珍しいことも有るもんだと思ったが、確か所長サマもその保護者も、愛娘と愛して止まない少女も居ない事を思い出し、暇なんだろうという結論に達した。
「はいよ。どうした? 珍しい。誰も居なくて..」
寂しいのか? と続くはずの言葉を遮り滅多に聞けない少年の慌てた声が響いた。
「滝川さん! 安原です。唐突で申し訳ないのですが、今晩の飛行機で一緒にイギリスに行って頂けませんか!?」
「何か有ったのか!!?」
突拍子も無い頼みに驚いたが、イギリスと聞き彼等に何か有ったのではないかと不安になる。
越後屋と言われる程に多少の事には動じない少年が、何の説明もせずに焦って用件のみを伝えてくる事に事態の深刻さが伺える。

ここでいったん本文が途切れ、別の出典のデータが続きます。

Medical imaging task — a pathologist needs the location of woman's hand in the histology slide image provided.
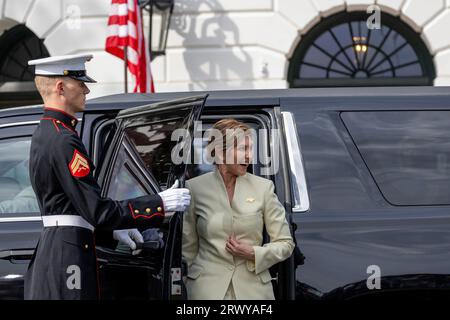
[225,235,255,260]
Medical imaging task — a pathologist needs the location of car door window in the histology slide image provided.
[108,145,148,201]
[0,137,39,215]
[125,118,183,190]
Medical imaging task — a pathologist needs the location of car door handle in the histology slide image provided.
[0,249,34,260]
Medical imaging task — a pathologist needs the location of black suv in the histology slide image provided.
[0,87,450,299]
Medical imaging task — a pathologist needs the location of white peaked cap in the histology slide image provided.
[28,54,96,82]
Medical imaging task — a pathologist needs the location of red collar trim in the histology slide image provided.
[44,107,78,122]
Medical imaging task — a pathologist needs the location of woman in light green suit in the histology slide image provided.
[183,119,294,300]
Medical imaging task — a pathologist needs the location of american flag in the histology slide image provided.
[105,0,155,92]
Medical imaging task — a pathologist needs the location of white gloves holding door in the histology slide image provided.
[113,229,144,256]
[158,179,191,217]
[113,179,191,255]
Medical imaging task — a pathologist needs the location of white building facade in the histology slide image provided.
[0,0,450,97]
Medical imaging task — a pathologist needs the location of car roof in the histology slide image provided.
[0,86,450,117]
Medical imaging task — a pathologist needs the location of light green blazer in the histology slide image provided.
[183,169,294,300]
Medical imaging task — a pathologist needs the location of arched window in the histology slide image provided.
[0,24,49,82]
[0,24,50,108]
[288,12,435,87]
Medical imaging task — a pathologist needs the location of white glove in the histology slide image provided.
[113,229,144,256]
[158,179,191,216]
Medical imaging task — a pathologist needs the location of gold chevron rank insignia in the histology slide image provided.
[69,149,91,178]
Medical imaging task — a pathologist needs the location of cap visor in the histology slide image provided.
[71,75,97,83]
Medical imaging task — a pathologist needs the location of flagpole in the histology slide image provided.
[123,46,128,93]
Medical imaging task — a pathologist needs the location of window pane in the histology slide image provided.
[125,118,180,189]
[108,145,147,200]
[0,138,39,214]
[341,111,450,205]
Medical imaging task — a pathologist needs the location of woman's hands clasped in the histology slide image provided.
[225,235,255,260]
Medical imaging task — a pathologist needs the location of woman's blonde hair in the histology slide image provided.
[207,118,251,158]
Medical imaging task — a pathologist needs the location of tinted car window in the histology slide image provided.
[0,137,39,214]
[108,145,147,200]
[341,111,450,205]
[125,118,183,190]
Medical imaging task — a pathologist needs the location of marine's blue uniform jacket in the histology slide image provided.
[25,108,164,299]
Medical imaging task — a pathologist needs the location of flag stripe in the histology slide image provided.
[105,0,154,92]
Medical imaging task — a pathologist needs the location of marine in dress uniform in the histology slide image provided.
[25,55,190,299]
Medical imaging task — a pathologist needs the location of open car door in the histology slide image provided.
[97,95,207,299]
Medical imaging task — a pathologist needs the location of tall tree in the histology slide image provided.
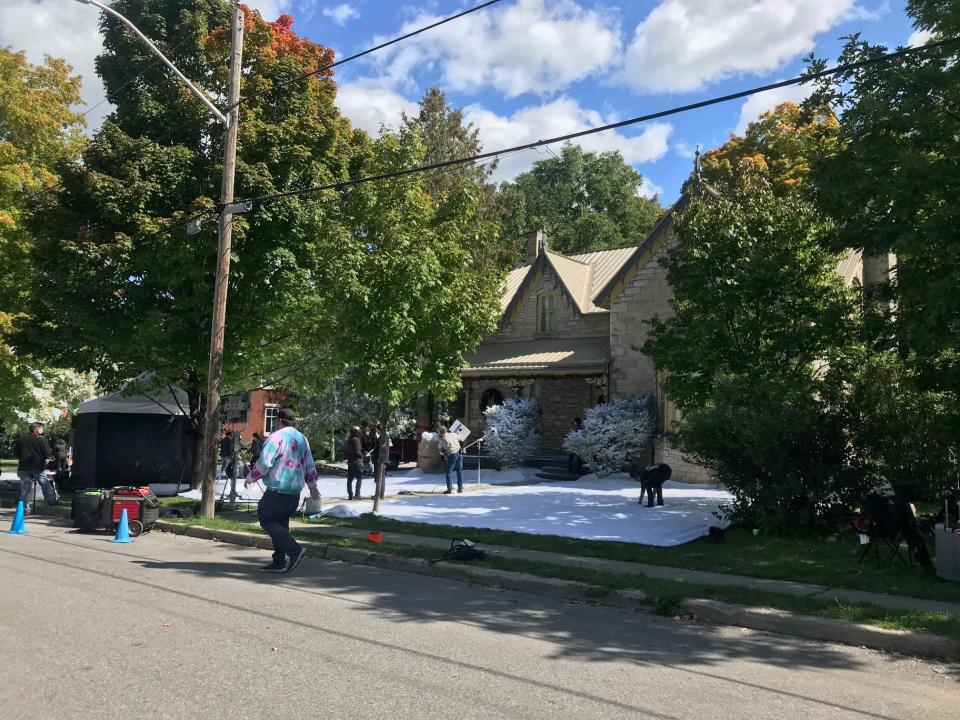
[403,87,495,197]
[811,0,960,402]
[18,0,365,482]
[501,144,661,262]
[321,129,502,510]
[0,48,84,422]
[644,172,862,530]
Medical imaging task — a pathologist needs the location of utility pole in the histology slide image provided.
[200,2,243,517]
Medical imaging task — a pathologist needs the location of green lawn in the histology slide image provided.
[314,514,960,602]
[161,517,960,639]
[48,498,960,602]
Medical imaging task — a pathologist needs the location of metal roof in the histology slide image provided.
[463,337,610,375]
[500,247,635,314]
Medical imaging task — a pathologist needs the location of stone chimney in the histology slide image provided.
[527,230,547,265]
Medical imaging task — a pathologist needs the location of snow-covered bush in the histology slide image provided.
[483,398,540,468]
[563,395,654,477]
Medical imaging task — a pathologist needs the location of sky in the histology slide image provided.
[0,0,925,204]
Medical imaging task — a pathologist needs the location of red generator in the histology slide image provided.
[103,486,160,537]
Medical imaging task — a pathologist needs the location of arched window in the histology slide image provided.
[480,388,503,412]
[537,292,559,335]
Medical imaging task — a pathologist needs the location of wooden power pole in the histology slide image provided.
[200,2,244,517]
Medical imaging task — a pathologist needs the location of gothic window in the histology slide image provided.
[537,293,557,335]
[263,405,280,435]
[480,388,503,412]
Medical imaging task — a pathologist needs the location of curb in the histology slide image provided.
[153,520,960,661]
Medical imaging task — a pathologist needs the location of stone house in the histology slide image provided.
[462,190,889,482]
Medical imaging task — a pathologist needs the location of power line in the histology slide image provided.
[23,0,501,208]
[238,36,960,203]
[80,35,199,117]
[224,0,501,112]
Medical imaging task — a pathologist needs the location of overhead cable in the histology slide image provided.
[238,37,960,203]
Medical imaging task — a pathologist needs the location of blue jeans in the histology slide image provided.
[257,490,300,565]
[447,453,463,490]
[17,470,57,512]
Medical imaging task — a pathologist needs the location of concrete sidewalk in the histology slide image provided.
[9,503,960,617]
[290,521,960,617]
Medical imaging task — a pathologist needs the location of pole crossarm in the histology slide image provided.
[76,0,230,126]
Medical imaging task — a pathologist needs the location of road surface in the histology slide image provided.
[0,514,960,720]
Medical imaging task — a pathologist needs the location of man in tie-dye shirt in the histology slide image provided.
[244,408,320,573]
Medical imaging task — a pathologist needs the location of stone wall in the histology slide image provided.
[537,377,596,451]
[496,266,610,342]
[610,246,673,398]
[464,376,604,452]
[653,437,717,485]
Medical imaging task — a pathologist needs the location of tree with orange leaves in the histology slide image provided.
[702,102,839,191]
[19,0,368,484]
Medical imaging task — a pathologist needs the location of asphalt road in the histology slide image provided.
[0,515,960,720]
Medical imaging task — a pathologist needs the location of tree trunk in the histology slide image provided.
[373,401,393,514]
[187,382,207,490]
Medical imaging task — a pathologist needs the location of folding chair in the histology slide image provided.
[851,495,913,567]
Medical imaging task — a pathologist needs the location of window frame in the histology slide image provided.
[537,291,560,335]
[263,403,280,436]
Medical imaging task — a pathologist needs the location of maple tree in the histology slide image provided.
[688,102,839,192]
[0,48,84,422]
[19,0,366,482]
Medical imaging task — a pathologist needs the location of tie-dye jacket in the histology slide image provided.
[247,427,317,495]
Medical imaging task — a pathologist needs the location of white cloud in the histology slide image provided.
[320,3,360,25]
[673,140,694,160]
[0,0,290,132]
[637,176,663,198]
[907,30,933,47]
[337,82,420,135]
[0,0,111,127]
[841,2,890,22]
[735,85,814,135]
[624,0,854,93]
[464,97,673,181]
[375,0,620,97]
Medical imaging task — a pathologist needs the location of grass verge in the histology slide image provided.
[308,511,960,602]
[163,517,960,640]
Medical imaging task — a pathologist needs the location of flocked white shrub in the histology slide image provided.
[563,395,655,477]
[483,398,540,468]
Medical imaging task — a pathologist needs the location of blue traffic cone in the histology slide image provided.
[110,508,133,542]
[7,500,27,535]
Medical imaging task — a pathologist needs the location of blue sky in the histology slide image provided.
[274,0,913,203]
[0,0,917,203]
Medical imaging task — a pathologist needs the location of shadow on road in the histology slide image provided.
[5,516,912,719]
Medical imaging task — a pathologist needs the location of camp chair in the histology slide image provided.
[851,495,913,567]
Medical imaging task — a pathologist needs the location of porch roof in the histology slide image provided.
[463,337,610,376]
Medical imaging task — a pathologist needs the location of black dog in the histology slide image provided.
[635,463,673,507]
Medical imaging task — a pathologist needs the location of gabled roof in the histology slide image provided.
[463,337,610,376]
[547,250,593,313]
[593,182,719,310]
[500,247,634,317]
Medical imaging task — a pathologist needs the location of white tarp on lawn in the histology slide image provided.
[324,475,731,547]
[180,468,540,504]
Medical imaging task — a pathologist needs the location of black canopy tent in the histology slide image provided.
[72,390,194,495]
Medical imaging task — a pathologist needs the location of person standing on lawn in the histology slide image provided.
[244,408,320,573]
[437,425,463,495]
[13,423,57,514]
[344,425,363,500]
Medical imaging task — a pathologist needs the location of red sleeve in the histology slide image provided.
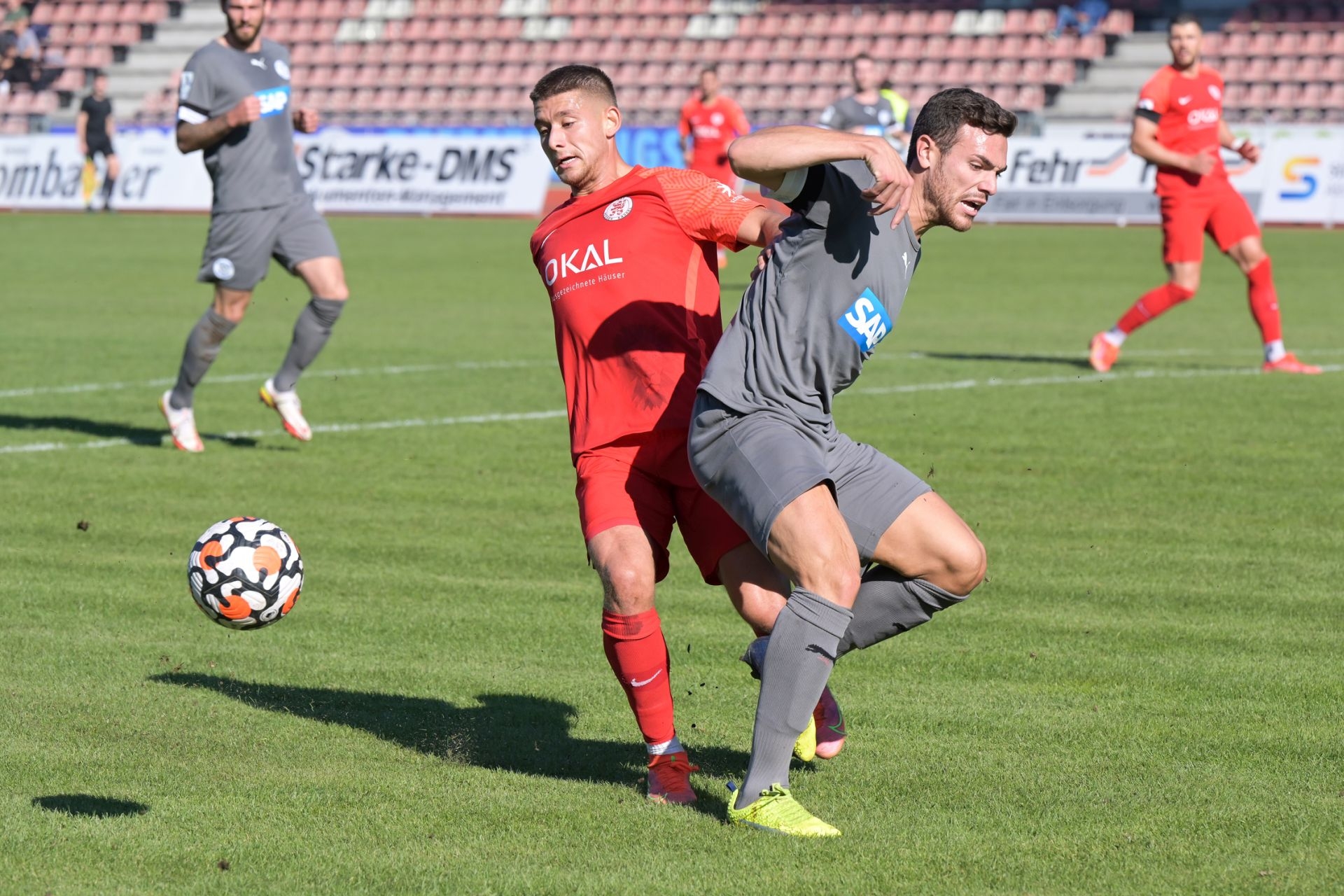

俺の言葉に少し落着いたのか、少年は言葉を選ぶように告げる。
「すみません、少し落着きました。僕も詳しい事は聞けていないのですが、先ほど所長から電話が有りました。緊急の調査が入ったそうで、あちらの研究所の調査員と所長、リンさん、そして谷山さんも同行し現場に赴いたらしいんです。ところが建物に入った瞬間 ──────谷山さんが倒れたと」
「た、倒れた?」
「はい。しかし、現場に居合わせたあちらの能力者は “何も感じなかった” と言うらしいのですが、現に谷山さんは倒れている。所長としてはより信頼性のある滝川さん達をイギリスに呼ぶ事を決定されたそうです。で、滝川さんお時間取れませんか?」
「無くても作るさ。娘が危ない時にのんびりしてられるか」
「さすが父親の鏡ですね」
「で、少年。あと誰を呼ぶんだ?」
「全員と言われてます」
「残りは俺から連絡しよう。お前は別の事をナル坊から言われてるんだろう?」
そう確認を持って訪ねると苦笑が返ってきた。
「はい。すみません、滝川さん。では残り全員への連絡をお願いします。僕は情報収集に掛かります。チケットは森さんが手配してくださるそうで空港で受け取る手筈にになってます。今夜22時、空港のロビーで」
「了解した」
少年との電話を終え、震えそうになる手を叱咤し仲間に電話を掛けた。
憑依されているならば、とまずはジョンに連絡し次いで真砂子、綾子の順に。
全員からの回答は何としても都合を付けるこの事だった。
うちの娘はよっぽど愛されてるらしい。
約束の時間より少し早めに来た空港のロビーには既に少年が居た。
スーツケースの上にはファイリングされた分厚い紙の束。
さらにパソコン二台を使いこなしている様はエリート商社マンのようだ。
「あれ? 皆さんもうお越しですか? 予定より早いですね」
そう言うと少年はパソコンを片付け “行きましょうか” と立ち上がった。
「少年? 出国ロビーは方向が違うんじゃない?」
「さすが松崎さん、手慣れてますね。でも、今日はこっちで良いんです。今回の僕たちの旅費依頼をした伯爵持ちなんだそうで、僕が集めた資料を機内で整理出来るようにファーストクラスのチケットを押さえて下さいました。半分以上は伯爵への当て付けだと森さんが言われてましたが...」
「つまり奴の機嫌は悪いんだな」
「そうですね。僕が受けた電話でも伯爵への激しい怒りが垣間見えましたし...」
「ちなみにどんな?」
「今回の依頼主、SPRのパトロンをされている様で、無謀にも所長を調査の責任者に指名したらしいんです。事前情報も不確かだった上...」
「トドメは麻衣か?」
「はい」
「着いた途端、奴のブリザードに晒される訳だ。俺たちは...」
「仕方有りませんわ。ナルですもの」
「...それで納得させてしまうナルもどうかと思うわ私」
「渋谷さんはそれだけ麻衣さんの事が心配やよって仕方の無い事や思います」
「ジョン...」
ナルの機嫌の悪さに戦々恐々していた俺はジョンの邪気の無い笑顔の前に崩れ落ちた。
それからエコノミーとは比べ物にならない豪華なシートと接客で(殆ど寝ていたとは言え)約15時間もの長い旅を終えやっとイギリスに着いた。
忙しく誰も迎えに来れないので空港からタクシーに乗れと、ちなみにこの料金も伯爵持ちだそうだ。
さらに数時間掛けやっと辿り着いたのは、SPR研究所の本部だった。